Est. 1889 · Nebraska Psychiatric Institutional History · Hospital for the Incurably Insane (1889) · Campus Demolition 2020 Onward · Adams County Historical Society Documentation
In 1887 the Nebraska legislature appropriated $75,000 for a state asylum for the incurably insane, to be sited at Hastings if the city donated 160 acres. Hastings residents bought the land about a mile west of town, and the institution opened in 1889 as the Hospital for the Incurably Insane. It was meant for patients other state hospitals classified as chronic or beyond treatment.
The institution's name changed repeatedly as psychiatric thinking and state policy shifted. It became the Asylum for the Chronic Insane in 1895, the Nebraska State Hospital in 1905, and Ingleside Hospital for the Insane in 1915, later operating as the Hastings State Hospital and, from 1971, the Hastings Regional Center. Over the twentieth century its mission narrowed and changed, eventually including substance-abuse treatment and youth programs.
The Adams County Historical Society has documented the institution's early records, which list admission causes that reflect the broad commitment standards of the era. Patients who died at the hospital were buried in the adjacent Ingleside Cemetery under numbered markers; the cemetery records were sealed for decades and released to the historical society only after a 2009 court ruling.

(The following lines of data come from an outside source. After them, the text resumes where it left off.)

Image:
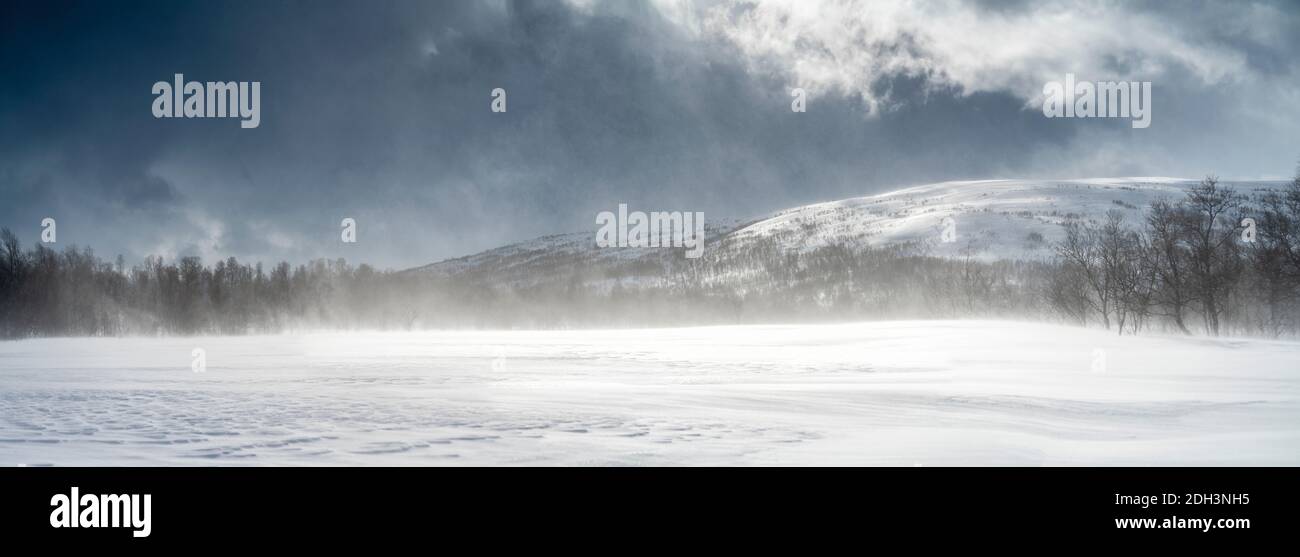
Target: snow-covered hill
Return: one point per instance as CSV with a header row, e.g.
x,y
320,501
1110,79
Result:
x,y
992,219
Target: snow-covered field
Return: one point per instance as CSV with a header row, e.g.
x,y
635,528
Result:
x,y
906,393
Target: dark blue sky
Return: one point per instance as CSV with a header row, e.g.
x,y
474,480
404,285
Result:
x,y
380,111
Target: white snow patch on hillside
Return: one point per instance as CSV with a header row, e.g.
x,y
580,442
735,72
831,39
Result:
x,y
995,219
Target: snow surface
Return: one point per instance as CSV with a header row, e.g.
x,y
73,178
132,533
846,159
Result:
x,y
906,393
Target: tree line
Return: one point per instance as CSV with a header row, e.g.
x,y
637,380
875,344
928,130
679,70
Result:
x,y
1191,266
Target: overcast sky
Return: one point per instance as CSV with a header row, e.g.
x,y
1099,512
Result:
x,y
381,111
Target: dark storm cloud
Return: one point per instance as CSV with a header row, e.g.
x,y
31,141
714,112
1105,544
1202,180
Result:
x,y
380,111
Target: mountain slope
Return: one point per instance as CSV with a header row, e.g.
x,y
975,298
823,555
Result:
x,y
992,220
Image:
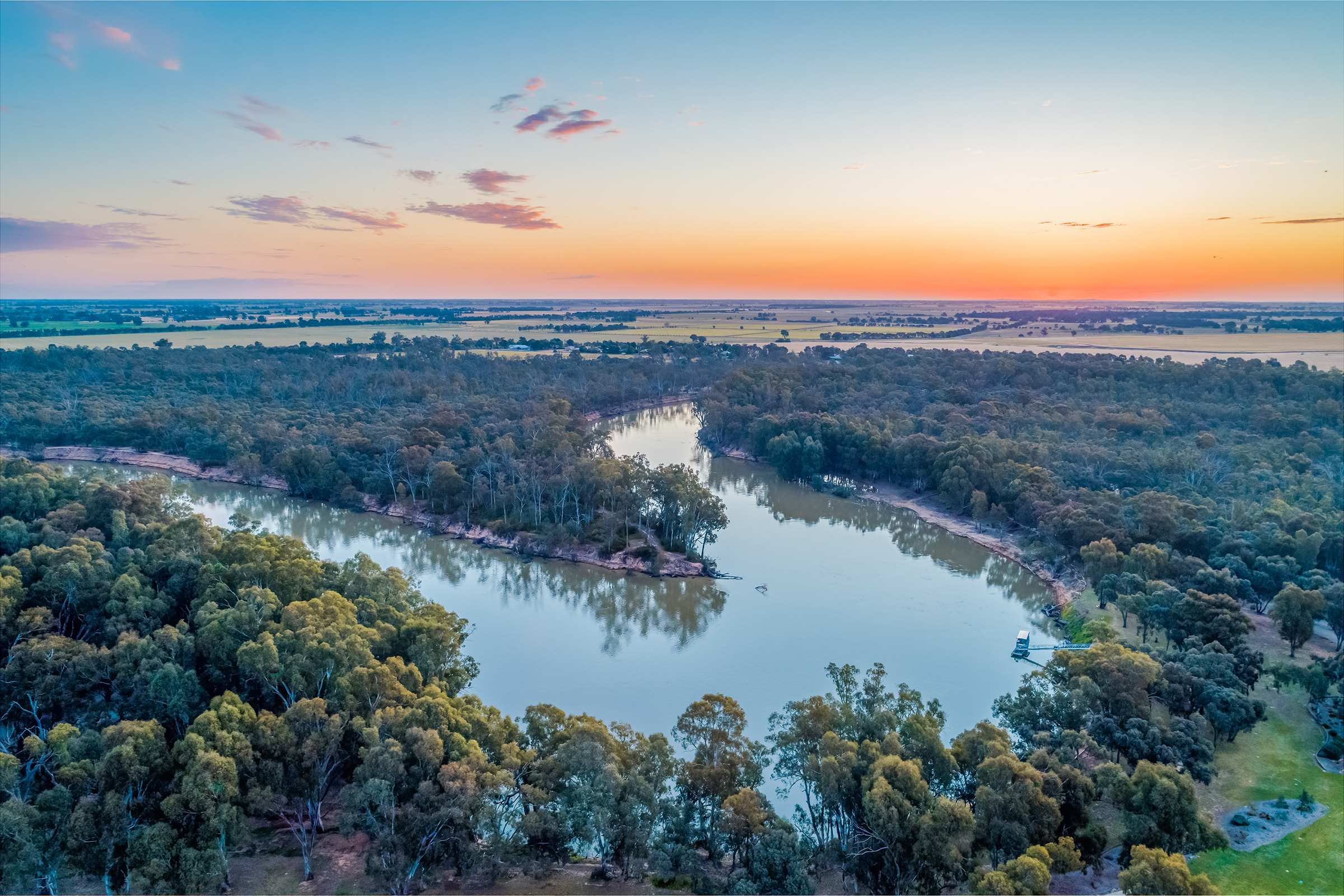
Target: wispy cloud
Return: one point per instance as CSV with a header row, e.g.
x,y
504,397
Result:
x,y
1074,223
491,182
424,176
538,119
138,213
108,32
568,124
502,214
370,221
292,210
507,101
259,106
253,125
283,210
363,142
24,234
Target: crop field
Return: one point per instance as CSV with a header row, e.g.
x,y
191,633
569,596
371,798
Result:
x,y
799,328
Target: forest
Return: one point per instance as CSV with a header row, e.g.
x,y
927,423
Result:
x,y
475,438
174,688
1221,483
175,692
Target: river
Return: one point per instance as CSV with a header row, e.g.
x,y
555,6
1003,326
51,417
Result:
x,y
846,581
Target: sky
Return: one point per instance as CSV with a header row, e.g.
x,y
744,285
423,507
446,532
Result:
x,y
609,151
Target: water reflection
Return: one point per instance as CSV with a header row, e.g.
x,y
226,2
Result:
x,y
848,581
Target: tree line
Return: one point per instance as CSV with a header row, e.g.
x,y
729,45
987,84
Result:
x,y
176,691
1179,487
478,440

The state closed the Hastings Regional Center in 2019. Demolition of the campus began in 2020, and by the mid-2020s the Hastings Tribune reported successive rounds of teardowns, including the most recognizable structure, Building 3. A network of service tunnels once connected the campus buildings. What remains is a thinning collection of brick structures on open ground, documented by the Adams County Historical Society and by abandoned-places photographers.
Sources
- https://www.adamshistory.org/index.php?option=com_content&view=article&id=35&catid=2&Itemid=42
- https://www.hastingstribune.com/news/ten-more-buildings-to-be-demolished-at-hrc/article_23333da0-b90b-11ec-96bf-3fd9e7cdc199.html
- https://asylumprojects.org/index.php/Hastings_State_Hospital_Nebraska
- https://theclio.com/entry/58118
Reported cold spots in the service tunnels
The lore around the Hastings Regional Center is the lore of an old state asylum: the original name, the decades of patients, the underground service tunnels, and the emptied buildings standing on open ground. Abandoned-places photographers and writers, including the site Abandoned, Forgotten & Decayed, have documented the campus and noted the unsettling effect of the vacant wards and the tunnel system that linked them.
Unlike the adjacent Ingleside Cemetery, which has a clear and verified history, the Hastings Regional Center has not generated a body of specific, sourced apparition accounts in Nebraska's paranormal literature. References to the site lean on atmosphere — the institutional architecture, the tunnels described by former employees as cold and a little eerie, and the knowledge of how many people lived and died there.
With demolition removing more of the campus each year, the site functions increasingly as a memory landscape. The Adams County Historical Society's records and the cemetery next door carry the documented human history; the standing buildings supply the rest. Visitors should treat the property as a drive-by: the buildings are closed, and entering them is prohibited and dangerous.